In data 15 giugno 2023 il Comitato delle Nazioni Unite per l’eliminazione della discriminazione contro le donne (Comitato CEDAW) ha comunicato all’Italia un ricorso presentato dall’Avv. Giulia Borgna dello Studio S&P, unitamente al Prof. Avv. Bruno Nascimbene, nell’interesse di una cittadina italiana (Case no. 203/2023).

La vicenda trae origine dalla drammatica uccisione del figlio minore della ricorrente, per mano del padre ed ex compagno, nel corso di un incontro protetto presso gli uffici della ASL di un Comune del nord Italia cui il minore era stato affidato. L’estremo gesto si inseriva nell’ambito di un più ampio contesto di vessazioni e violenze subite dalla donna e dal figlio per opera dello stesso individuo.

Il lungo procedimento penale avviato a seguito della denuncia-querela presentata dall’assistita contro un educatore, un’assistente sociale e una psicologa, si concludeva con l’assoluzione dei tre imputati.

Pertanto, in data 17 febbraio 2022 il team legale composto dal Prof. Avv. Bruno Nascimbene e dall’Avv. Giulia Borgna dello Studio S&P, con la collaborazione dell’Avv. Beatrice Distort, presentava al Comitato CEDAW una comunicazione ai sensi dell’art. 2 del Protocollo opzionale della Convenzione per l’eliminazione di tutte le forme di discriminazione contro le donne denunciando, in particolare, la violazione degli artt. 2, 5 e 16 della Convenzione.

Segnatamente, la ricorrente lamenta una violazione dell’articolo 2, lett. a)f) CEDAW per il mancato intervento delle autorità nazionali – con la dovuta diligenza e prontezza – al fine di prevenire, così come indagare, perseguire e punire le violenze subite dalla stessa e dal figlio, nonché di proteggerli dalle minacce alle loro vite perpetrate dall’ex compagno e culminate nella tragica uccisione del minore.

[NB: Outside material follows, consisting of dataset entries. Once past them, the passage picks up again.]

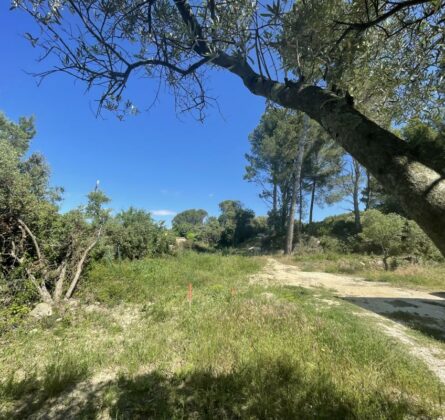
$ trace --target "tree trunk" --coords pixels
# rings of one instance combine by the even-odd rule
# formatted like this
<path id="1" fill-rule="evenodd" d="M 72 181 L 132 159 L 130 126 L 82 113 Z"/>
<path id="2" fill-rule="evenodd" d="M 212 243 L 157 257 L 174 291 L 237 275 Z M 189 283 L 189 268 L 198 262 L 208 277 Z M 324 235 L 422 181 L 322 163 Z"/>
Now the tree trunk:
<path id="1" fill-rule="evenodd" d="M 312 190 L 311 190 L 311 206 L 309 208 L 309 224 L 312 223 L 313 217 L 314 217 L 314 202 L 315 202 L 315 188 L 316 188 L 317 181 L 315 181 L 315 178 L 312 181 Z"/>
<path id="2" fill-rule="evenodd" d="M 300 243 L 301 240 L 301 231 L 303 227 L 303 182 L 302 182 L 302 176 L 300 171 L 300 185 L 298 187 L 298 229 L 297 229 L 297 242 Z"/>
<path id="3" fill-rule="evenodd" d="M 383 255 L 383 266 L 385 267 L 385 271 L 389 271 L 389 265 L 388 265 L 388 255 Z"/>
<path id="4" fill-rule="evenodd" d="M 352 203 L 354 206 L 354 224 L 355 224 L 355 230 L 357 232 L 361 232 L 362 230 L 362 223 L 360 220 L 360 199 L 359 199 L 359 193 L 360 193 L 360 180 L 361 180 L 361 170 L 360 170 L 360 164 L 353 159 L 352 163 Z"/>
<path id="5" fill-rule="evenodd" d="M 365 203 L 365 211 L 369 210 L 371 207 L 371 197 L 372 191 L 371 191 L 371 174 L 368 170 L 366 170 L 366 203 Z"/>
<path id="6" fill-rule="evenodd" d="M 97 242 L 99 241 L 100 235 L 101 235 L 101 230 L 99 230 L 99 233 L 97 234 L 96 239 L 93 242 L 91 242 L 90 245 L 88 245 L 88 247 L 85 249 L 82 256 L 80 257 L 80 260 L 77 263 L 76 272 L 74 274 L 73 279 L 71 280 L 70 287 L 68 288 L 68 290 L 65 294 L 66 300 L 70 299 L 74 293 L 74 290 L 76 290 L 77 283 L 79 282 L 80 275 L 82 274 L 83 265 L 85 264 L 88 254 L 91 252 L 91 250 L 96 246 Z"/>
<path id="7" fill-rule="evenodd" d="M 274 182 L 273 183 L 273 193 L 272 193 L 272 210 L 273 210 L 274 214 L 277 211 L 277 207 L 278 207 L 277 183 Z"/>
<path id="8" fill-rule="evenodd" d="M 292 245 L 294 241 L 294 224 L 295 224 L 295 206 L 297 204 L 298 190 L 300 188 L 301 169 L 303 167 L 304 146 L 306 144 L 306 135 L 308 129 L 308 117 L 304 117 L 303 138 L 298 141 L 297 156 L 294 163 L 294 183 L 292 185 L 292 193 L 290 197 L 290 209 L 287 215 L 287 232 L 284 253 L 290 255 L 292 253 Z M 300 203 L 301 205 L 301 203 Z"/>
<path id="9" fill-rule="evenodd" d="M 60 268 L 60 274 L 59 278 L 56 282 L 56 287 L 54 288 L 54 302 L 59 303 L 60 299 L 62 298 L 63 293 L 63 285 L 65 283 L 65 277 L 66 277 L 66 269 L 67 269 L 68 263 L 67 261 L 63 261 L 61 268 Z"/>
<path id="10" fill-rule="evenodd" d="M 288 213 L 288 207 L 289 207 L 289 200 L 287 197 L 287 190 L 288 188 L 285 189 L 285 191 L 282 194 L 282 205 L 281 205 L 281 232 L 283 233 L 286 230 L 286 226 L 287 226 L 287 213 Z"/>

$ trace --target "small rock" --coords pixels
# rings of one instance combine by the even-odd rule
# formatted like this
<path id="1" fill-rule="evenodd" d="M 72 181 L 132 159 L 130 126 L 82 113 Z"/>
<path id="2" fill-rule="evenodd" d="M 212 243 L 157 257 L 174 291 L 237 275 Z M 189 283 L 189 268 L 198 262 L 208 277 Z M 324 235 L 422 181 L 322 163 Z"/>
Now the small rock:
<path id="1" fill-rule="evenodd" d="M 53 314 L 53 308 L 49 303 L 41 302 L 29 314 L 34 318 L 45 318 Z"/>

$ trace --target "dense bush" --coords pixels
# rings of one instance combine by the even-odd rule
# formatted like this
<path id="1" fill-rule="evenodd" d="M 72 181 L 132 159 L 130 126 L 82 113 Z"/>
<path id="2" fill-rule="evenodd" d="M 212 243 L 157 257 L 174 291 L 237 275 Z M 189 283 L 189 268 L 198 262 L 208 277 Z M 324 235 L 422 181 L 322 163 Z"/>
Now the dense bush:
<path id="1" fill-rule="evenodd" d="M 141 259 L 170 252 L 173 236 L 150 213 L 130 207 L 108 224 L 104 255 L 117 259 Z"/>
<path id="2" fill-rule="evenodd" d="M 346 241 L 357 232 L 354 215 L 352 213 L 330 216 L 321 222 L 313 222 L 305 226 L 305 232 L 309 235 L 322 237 L 331 236 L 341 241 Z"/>
<path id="3" fill-rule="evenodd" d="M 71 297 L 109 215 L 97 188 L 86 206 L 59 211 L 62 190 L 50 187 L 44 157 L 28 154 L 34 134 L 32 118 L 0 114 L 0 305 L 12 322 L 37 300 Z"/>

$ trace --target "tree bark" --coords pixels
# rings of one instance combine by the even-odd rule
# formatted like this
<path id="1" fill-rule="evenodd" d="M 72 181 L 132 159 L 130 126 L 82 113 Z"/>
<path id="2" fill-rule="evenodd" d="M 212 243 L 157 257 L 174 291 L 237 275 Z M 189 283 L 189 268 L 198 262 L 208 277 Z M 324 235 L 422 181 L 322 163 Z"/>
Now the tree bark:
<path id="1" fill-rule="evenodd" d="M 360 164 L 353 159 L 352 163 L 352 203 L 354 206 L 354 224 L 355 224 L 355 230 L 357 232 L 361 232 L 362 230 L 362 223 L 360 220 L 360 199 L 359 199 L 359 193 L 360 193 L 360 179 L 361 179 L 361 170 L 360 170 Z"/>
<path id="2" fill-rule="evenodd" d="M 300 185 L 298 187 L 298 228 L 297 228 L 297 242 L 300 243 L 301 240 L 301 230 L 303 227 L 303 180 L 300 171 Z"/>
<path id="3" fill-rule="evenodd" d="M 88 254 L 91 252 L 91 250 L 96 246 L 97 242 L 99 241 L 100 235 L 101 235 L 101 230 L 99 230 L 99 233 L 97 234 L 96 239 L 93 242 L 91 242 L 90 245 L 88 245 L 88 247 L 85 249 L 82 256 L 80 257 L 80 260 L 77 263 L 76 272 L 74 274 L 73 279 L 71 280 L 70 287 L 68 288 L 68 290 L 65 294 L 66 300 L 70 299 L 74 293 L 74 290 L 76 290 L 77 283 L 79 282 L 80 275 L 82 274 L 83 265 L 85 264 Z"/>
<path id="4" fill-rule="evenodd" d="M 371 174 L 366 170 L 366 203 L 365 211 L 371 207 L 372 191 L 371 191 Z"/>
<path id="5" fill-rule="evenodd" d="M 54 289 L 54 294 L 53 294 L 55 303 L 59 303 L 60 299 L 62 298 L 63 285 L 65 283 L 67 266 L 68 264 L 66 260 L 63 261 L 62 265 L 60 266 L 60 274 L 59 278 L 57 279 L 56 287 Z"/>
<path id="6" fill-rule="evenodd" d="M 309 208 L 309 224 L 312 223 L 314 217 L 314 202 L 315 202 L 315 189 L 316 189 L 317 181 L 315 178 L 312 180 L 312 189 L 311 189 L 311 205 Z"/>
<path id="7" fill-rule="evenodd" d="M 273 192 L 272 192 L 272 210 L 274 214 L 277 211 L 278 199 L 277 199 L 277 183 L 274 181 L 273 183 Z"/>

Il motivo di ricorso si focalizza, in particolare, sugli aspetti inerenti alla discriminazione di genere insiti nelle omissioni e carenze imputabili alle autorità statali.

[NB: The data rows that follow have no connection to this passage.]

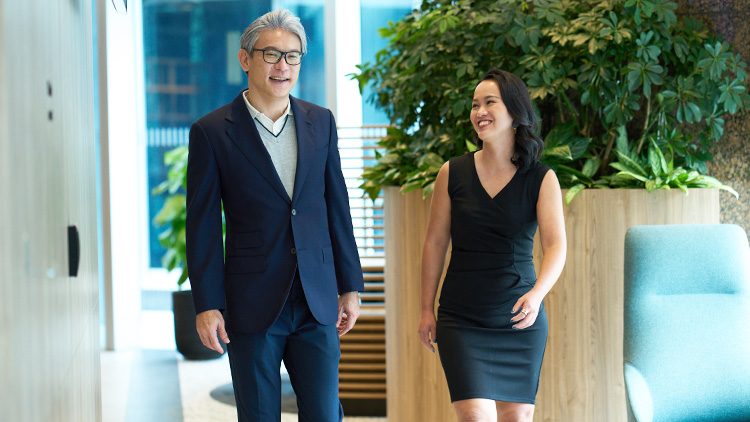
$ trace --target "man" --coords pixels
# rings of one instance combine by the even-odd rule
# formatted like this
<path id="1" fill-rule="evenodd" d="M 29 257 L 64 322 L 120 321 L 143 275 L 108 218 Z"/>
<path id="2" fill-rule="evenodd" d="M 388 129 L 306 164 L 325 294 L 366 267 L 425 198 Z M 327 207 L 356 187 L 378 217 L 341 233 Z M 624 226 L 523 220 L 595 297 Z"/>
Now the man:
<path id="1" fill-rule="evenodd" d="M 228 343 L 240 421 L 280 420 L 282 360 L 300 421 L 341 421 L 338 337 L 359 316 L 364 283 L 336 124 L 329 110 L 289 95 L 307 50 L 298 18 L 261 16 L 241 46 L 248 90 L 190 129 L 187 262 L 198 333 L 217 352 L 217 331 Z"/>

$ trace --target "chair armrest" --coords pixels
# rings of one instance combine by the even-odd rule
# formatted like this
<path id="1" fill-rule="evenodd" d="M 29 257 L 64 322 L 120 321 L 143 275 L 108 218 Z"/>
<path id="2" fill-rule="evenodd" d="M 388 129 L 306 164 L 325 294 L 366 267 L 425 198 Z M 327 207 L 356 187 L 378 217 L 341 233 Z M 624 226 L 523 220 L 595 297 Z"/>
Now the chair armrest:
<path id="1" fill-rule="evenodd" d="M 628 407 L 628 420 L 631 422 L 652 422 L 654 403 L 651 391 L 641 372 L 630 363 L 625 363 L 625 397 Z"/>

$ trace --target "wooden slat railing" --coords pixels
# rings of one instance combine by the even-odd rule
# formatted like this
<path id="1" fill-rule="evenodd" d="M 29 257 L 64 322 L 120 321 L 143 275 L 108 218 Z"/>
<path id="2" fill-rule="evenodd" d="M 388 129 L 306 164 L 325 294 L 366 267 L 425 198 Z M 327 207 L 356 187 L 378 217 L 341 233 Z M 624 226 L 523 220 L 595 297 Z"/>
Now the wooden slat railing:
<path id="1" fill-rule="evenodd" d="M 339 396 L 349 414 L 385 415 L 384 272 L 382 265 L 364 266 L 362 272 L 361 314 L 354 328 L 341 337 Z"/>

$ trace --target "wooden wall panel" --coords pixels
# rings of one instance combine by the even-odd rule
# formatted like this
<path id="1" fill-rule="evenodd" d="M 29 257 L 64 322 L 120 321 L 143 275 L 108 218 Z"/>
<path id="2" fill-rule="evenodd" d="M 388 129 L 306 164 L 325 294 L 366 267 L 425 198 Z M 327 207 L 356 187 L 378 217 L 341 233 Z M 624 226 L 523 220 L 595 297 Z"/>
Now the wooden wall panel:
<path id="1" fill-rule="evenodd" d="M 386 189 L 388 420 L 455 421 L 437 357 L 417 338 L 419 268 L 429 203 Z M 568 258 L 545 299 L 550 332 L 535 421 L 624 422 L 625 232 L 644 224 L 717 224 L 719 193 L 586 190 L 565 207 Z M 665 245 L 672 247 L 673 245 Z M 535 263 L 540 261 L 538 239 Z M 439 344 L 438 344 L 439 347 Z"/>
<path id="2" fill-rule="evenodd" d="M 586 190 L 565 207 L 568 258 L 545 299 L 550 334 L 535 421 L 624 422 L 625 232 L 647 224 L 718 224 L 714 189 Z M 665 245 L 673 247 L 673 245 Z M 541 253 L 535 249 L 538 265 Z"/>
<path id="3" fill-rule="evenodd" d="M 91 5 L 0 2 L 3 420 L 101 419 Z"/>
<path id="4" fill-rule="evenodd" d="M 3 7 L 0 6 L 0 28 L 6 26 L 6 13 Z M 12 258 L 12 244 L 9 236 L 10 234 L 10 207 L 8 206 L 6 198 L 10 198 L 10 183 L 8 181 L 12 178 L 10 162 L 11 160 L 11 148 L 10 143 L 4 141 L 9 139 L 9 121 L 10 113 L 10 98 L 6 94 L 5 81 L 8 79 L 8 61 L 10 55 L 8 50 L 4 46 L 8 43 L 8 34 L 4 30 L 0 30 L 0 324 L 5 324 L 10 320 L 9 312 L 12 309 L 11 304 L 13 303 L 12 294 L 12 283 L 5 280 L 10 280 L 13 277 L 13 268 L 10 267 L 10 260 Z M 10 347 L 7 345 L 11 344 L 12 336 L 8 329 L 0 329 L 0 362 L 9 362 L 11 358 Z M 10 396 L 10 383 L 5 380 L 10 379 L 11 371 L 7 365 L 0 365 L 0 397 Z M 2 400 L 2 399 L 0 399 Z M 0 402 L 2 403 L 2 402 Z M 5 403 L 2 405 L 5 410 Z"/>
<path id="5" fill-rule="evenodd" d="M 429 199 L 386 188 L 386 383 L 389 422 L 455 420 L 437 354 L 419 341 L 420 267 Z M 440 347 L 438 345 L 438 347 Z"/>

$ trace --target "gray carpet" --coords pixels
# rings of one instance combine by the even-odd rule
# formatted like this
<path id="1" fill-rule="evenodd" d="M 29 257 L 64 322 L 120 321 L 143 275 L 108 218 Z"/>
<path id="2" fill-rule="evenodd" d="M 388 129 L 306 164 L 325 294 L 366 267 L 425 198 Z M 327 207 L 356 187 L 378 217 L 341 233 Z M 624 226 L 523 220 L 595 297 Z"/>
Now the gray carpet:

In aggiunta, l’assistita lamenta una violazione degli articoli 2, lett. d) e f), 5, lett. a) e 16, co. 1 CEDAW, poiché le determinazioni relative alla custodia del figlio e al regime di visita non hanno tenuto conto del superiore interesse del minore, ma si sono basate su stereotipi in merito alla supposta inattendibilità delle opinioni della donna, al padre come genitore premuroso e non anche violento, e all’opportunità di un contatto a tutti i costi tra padre e figlio, approccio che ha indotto i tribunali nazionali a sottostimare il (pur ampiamente prevedibile) rischio di violenza.

Nei prossimi sei mesi il Governo italiano potrà presentare le sue osservazioni in punto di ammissibilità e merito della comunicazione, alle quali il team legale che assiste parte ricorrente potrà far seguire le proprie repliche.